Broken Rage – L’avis de Clément

Je n’avais vu qu’un film de Takeshi Kitano auparavant (Hanabi), très sérieux dans mon souvenir, et je ne m’attendais pas à autant rire, surtout dans la deuxième moitié du film. En effet, le film est scindé en deux parties distinctes : dans la première, l’intrigue (un tueur à gage est amené à collaborer avec la police pour démanteler un réseau de trafiquants de drogue) est présentée de façon classique, tandis que dans la deuxième partie, elle est reprise de manière totalement burlesque, avec des gags et des situations en décalage total avec les enjeux. Ce que je ne savais pas, c’est que Kitano a mené une carrière de comédien et de présentateur TV comique parallèlement au cinéma. L’auto-dérision fait partie de ses procédés de prédilection, et en voyant ce film, on retrouve tout-à-fait cet humour.

Dans la première partie, tout se passe comme sur des roulettes, la mission se déroule normalement alors que l’on s’attend à un retournement de situation ou à un déchaînement de violence. Mais rien. Il y a comme une certaine tension, une rage contenue. Par contre, dans la seconde partie, rien ne se passe comme prévu. Elle fait office de réécriture du film dans le film. Ici non plus, rien ne se passe comme nous nous y attendons, mais pas comme dans la première partie : ici, le personnage interprété par Kitano est totalement à côté de la plaque, oubliant de préparer son alibi ou se trompant de cible.

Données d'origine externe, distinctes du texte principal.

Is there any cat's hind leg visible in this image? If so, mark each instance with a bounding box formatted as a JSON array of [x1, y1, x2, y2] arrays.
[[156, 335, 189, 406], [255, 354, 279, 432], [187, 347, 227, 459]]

Et ainsi, le récit qui paraissait trop parfait dans la première partie prend une tournure plus humaine, peut-être même plus cohérente. Même si certains passages tournent au gag, ils permettent de mieux comprendre certaines scènes qui dans la première partie paraissaient étranges (comme le comportement de Kitano dans la scène de la salle de sport !), et comment il a été repéré par la police et amené à collaborer avec elle.

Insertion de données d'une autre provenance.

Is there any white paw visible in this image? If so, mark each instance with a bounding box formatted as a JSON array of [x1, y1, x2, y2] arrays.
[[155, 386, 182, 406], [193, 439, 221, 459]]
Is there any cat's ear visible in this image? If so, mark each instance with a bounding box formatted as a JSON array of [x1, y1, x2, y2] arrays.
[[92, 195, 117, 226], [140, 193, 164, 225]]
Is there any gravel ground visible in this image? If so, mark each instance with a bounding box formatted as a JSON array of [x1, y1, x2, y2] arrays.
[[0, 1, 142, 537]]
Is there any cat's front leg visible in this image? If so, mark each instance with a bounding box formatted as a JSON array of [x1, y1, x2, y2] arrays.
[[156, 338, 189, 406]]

Donc j’en suis venu  à voir le film de cette manière : la première partie est une version idéalisée des événements et la seconde apporte plus de vraisemblance (sur ce qui s’est passé, comme une sorte d’effet Rashomon*).

C’est un exercice de style très intéressant que Kitano nous propose ici, et l’aspect humoristique est vraiment bien réussi. L’œuvre réussit à ne pas être redondante ni même ennuyeuse, grâce à toutes les idées et les gags que Kitano propose pour nous faire rire à gorge déployée. Il faut dire aussi que le film est très court : 60 minutes. Le principe du remake, qui est rarement une bonne chose, est ici incorporé dans l’œuvre elle-même qui s’auto-parodie, de façon assumée. Le réalisateur n’a pas peur d’aller loin dans ses propositions, et c’est ce qui nous donne envie de le suivre.

Clément Bouchard

* L’effet Rashōmon désigne le fait qu’un événement puisse être interprété différemment selon les individus impliqués. Ce nom provient du film Rashōmon (1950) d’Akira Kurosawa dans lequel un meurtre est décrit par quatre témoins qui donnent chacun leur propre version.